The case is known as Department of Homeland Security v. Regents of the University of California, which is being consolidated with two other cases, Donald Trump v. National Association for the Advancement of Colored People, and Kevin McAleenan v. Martin Jonathan Batalla Vidal.
The Dreamers Act, officially called DACA–Deferred Action for Childhood Arrivals–created by President Obama in 2012– has withstood several court challenges.
Last November, a three-judge panel of the 9th Circuit Court of Appeals upheld a lower court decision that barred the Trump administration from terminating the program.
Olsen and Napolitano Defend the Dreamers
The Dreamers chose Theodore Olsen, who defended George W. Bush in Bush v. Gore, to represent them, The National Law Journal reports.

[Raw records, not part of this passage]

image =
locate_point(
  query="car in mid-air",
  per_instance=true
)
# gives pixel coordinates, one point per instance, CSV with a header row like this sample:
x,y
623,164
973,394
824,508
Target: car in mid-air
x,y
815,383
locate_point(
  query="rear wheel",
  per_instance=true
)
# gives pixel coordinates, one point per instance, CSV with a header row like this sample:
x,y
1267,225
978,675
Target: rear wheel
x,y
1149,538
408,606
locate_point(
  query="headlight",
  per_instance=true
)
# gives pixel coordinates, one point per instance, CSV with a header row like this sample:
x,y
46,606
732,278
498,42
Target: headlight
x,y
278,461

Olsen has since allied himself with prominent liberal attorney, David Boise, joining forces with him in defense of the pivotal 2015 gay marriage decision.
Boise represented Al Gore in Bush v. Gore.
Janet Napolitano, President Obama’s Homeland Security Director, will also argue for the Dreamers, as the University of California’s President, and as an Obama official who was instrumental in creating DACA.
Olson said “we’re going to have to win over some Conservative members of the Court, and so someone who has a background in executive power on the Conservative side of the political spectrum might help.”
“They have been Americans all their lives, for all intents and purposes. And we’re going to put them in peril, deprive them of the security the rest of us have?” Olsen asked.
President Trump’s, solicitor general, Noel Francisco, will argue that the executive branch has the right “to revoke a discretionary policy of non-enforcement that is sanctioning an ongoing violation of federal immigration law by nearly 700,000 aliens.”
President Obama enforced his 2012 executive order shielding Dreamers from deportation after Congress blocked his bill to offer immigrants a 13-year path to U.S. citizenship.
Trump tried to end DACA in 2017, calling it an “end-run around Congress” and saying that Obama’s use of executive authority to protect immigrants violated “the core tenets that sustain our Republic,” The New York Times’ Adam Liptak, reported.
Trump made ending DACA a 2016 campaign rallying cry, firing up Trump’s white evangelical base, Liptak writes.
In November, 2018, the Court of Appeals for the Ninth Circuit ruled not only did President Obama have the statutory authority to enact the Dreamers law, but that “the cruelty and wastefulness of deporting productive young people to countries with which they have no ties,” made ending DACA a travesty of justice.
In May, 2019, second Federal appeals court, the Fourth Circuit in Richmond, Va., issued a similar ruling.
The administration’s argument that DACA exceeded executive authority is based on a ruling from Court of Appeals for the Fifth Circuit in New Orleans, an arch-conservative jurisdiction.
The Fifth Circuit simultaneously struck down a related Obama initiative, Deferred Action for Parents of Americans and Lawful Permanent Residents, or DAPA, also arguing President Obama exceeded his authority.
Nearly 90% of Americans, including a majority of Republicans, believe that DACA recipients should be allowed to remain in the U.S., a CBS News poll found last year.
The Dreamers decision, to be handed down by June 30, 2020, is certain to electrify voters during the Presidential race.